Dataiku’s blog also recently posted an article by Lynn Heidmann, which focused on one of the oldest use cases for statistics, namely forecasting and planning. While businesses have been using computer-based modeling techniques since the 1950s, these methods don’t produce results as precise as needed by modern companies. The age of AI and algorithms allow for a wider variety of data sources.
Traditional forecasting and planning methods are also prone to unintended bias according to Heidmann. This is because of the proliferation of manual processes. Removing manual processes and decisions can allow for truly data-driven decision making.
In the article, Heidmann included results of an Institute of Business Forecasting (IBF) survey that showed 70% of respondents agreeing that AI will be the dominant technological element in demand planning.
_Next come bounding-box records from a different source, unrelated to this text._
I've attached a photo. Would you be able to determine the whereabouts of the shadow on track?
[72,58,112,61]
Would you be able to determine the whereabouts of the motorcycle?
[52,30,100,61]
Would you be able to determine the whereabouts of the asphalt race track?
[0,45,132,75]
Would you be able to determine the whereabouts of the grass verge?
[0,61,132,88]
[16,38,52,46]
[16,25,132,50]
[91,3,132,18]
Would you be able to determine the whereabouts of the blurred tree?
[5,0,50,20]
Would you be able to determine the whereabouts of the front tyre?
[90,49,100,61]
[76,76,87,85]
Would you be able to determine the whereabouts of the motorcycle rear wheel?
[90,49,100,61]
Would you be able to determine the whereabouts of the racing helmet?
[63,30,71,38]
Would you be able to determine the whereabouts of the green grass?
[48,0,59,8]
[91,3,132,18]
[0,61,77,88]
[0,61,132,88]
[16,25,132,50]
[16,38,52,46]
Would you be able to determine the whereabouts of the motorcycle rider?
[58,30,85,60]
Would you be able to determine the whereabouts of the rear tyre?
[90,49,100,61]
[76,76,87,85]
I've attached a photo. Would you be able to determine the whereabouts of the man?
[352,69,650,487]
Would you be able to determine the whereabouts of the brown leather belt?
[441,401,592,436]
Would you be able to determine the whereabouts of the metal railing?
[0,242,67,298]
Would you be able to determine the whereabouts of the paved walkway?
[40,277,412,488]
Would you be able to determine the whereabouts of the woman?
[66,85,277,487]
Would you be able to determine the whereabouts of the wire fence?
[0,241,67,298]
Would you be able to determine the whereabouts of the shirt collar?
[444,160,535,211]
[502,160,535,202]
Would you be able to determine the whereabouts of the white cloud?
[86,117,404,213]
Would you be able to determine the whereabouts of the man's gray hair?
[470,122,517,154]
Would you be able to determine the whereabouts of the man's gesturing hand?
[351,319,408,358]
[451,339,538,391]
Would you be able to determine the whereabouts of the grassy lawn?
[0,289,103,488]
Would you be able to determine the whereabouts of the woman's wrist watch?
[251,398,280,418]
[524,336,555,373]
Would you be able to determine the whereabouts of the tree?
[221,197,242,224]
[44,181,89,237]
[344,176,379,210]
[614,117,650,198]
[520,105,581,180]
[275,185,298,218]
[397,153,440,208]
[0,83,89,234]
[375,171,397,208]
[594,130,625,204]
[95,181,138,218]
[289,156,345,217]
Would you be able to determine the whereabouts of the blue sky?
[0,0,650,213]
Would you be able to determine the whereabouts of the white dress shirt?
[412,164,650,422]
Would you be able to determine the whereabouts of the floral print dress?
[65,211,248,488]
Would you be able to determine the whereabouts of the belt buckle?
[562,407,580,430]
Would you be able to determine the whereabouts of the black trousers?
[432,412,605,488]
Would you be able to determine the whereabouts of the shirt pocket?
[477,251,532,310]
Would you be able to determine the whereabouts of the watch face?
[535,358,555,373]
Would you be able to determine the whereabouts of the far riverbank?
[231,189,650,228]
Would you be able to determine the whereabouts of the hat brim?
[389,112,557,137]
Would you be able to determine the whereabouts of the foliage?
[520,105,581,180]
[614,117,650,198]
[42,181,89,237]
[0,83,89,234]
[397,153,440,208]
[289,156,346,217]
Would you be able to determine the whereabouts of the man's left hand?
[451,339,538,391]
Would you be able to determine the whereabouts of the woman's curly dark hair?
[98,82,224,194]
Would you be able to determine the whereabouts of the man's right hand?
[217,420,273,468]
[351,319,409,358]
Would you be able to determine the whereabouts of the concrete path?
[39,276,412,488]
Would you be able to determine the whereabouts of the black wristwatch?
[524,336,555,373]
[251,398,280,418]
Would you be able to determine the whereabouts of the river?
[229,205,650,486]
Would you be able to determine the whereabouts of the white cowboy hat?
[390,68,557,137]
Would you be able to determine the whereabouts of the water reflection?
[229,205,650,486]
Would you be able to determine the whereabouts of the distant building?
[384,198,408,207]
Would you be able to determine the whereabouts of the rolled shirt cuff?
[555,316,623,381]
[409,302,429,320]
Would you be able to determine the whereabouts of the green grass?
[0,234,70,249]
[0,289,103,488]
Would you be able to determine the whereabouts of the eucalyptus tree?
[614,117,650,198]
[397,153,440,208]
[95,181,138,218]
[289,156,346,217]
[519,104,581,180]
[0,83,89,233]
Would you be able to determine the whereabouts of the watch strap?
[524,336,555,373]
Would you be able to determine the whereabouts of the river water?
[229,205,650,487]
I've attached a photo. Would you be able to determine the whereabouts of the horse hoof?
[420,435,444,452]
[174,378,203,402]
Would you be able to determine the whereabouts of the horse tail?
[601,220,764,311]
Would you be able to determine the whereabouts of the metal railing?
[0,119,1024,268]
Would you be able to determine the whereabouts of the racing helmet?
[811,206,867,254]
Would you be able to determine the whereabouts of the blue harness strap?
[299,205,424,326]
According to specialist consulting firm EyeOn, in order for organisations to get to the point where AI helps their demand planning, they should focus on the following three elements.
Emphasise data quality.
Know the importance of bringing business knowledge to data projects.
Focus not just on delivering accurate predictions, but better decisions.
Heidmann included a link to a case study on how EyeOn itself brought efficiency to its own data projects and data team in order to halve the on-boarding time of new employees using project templates and automation. The company used the lessons learned from this effort to help bring similar efficiency gains for their clients.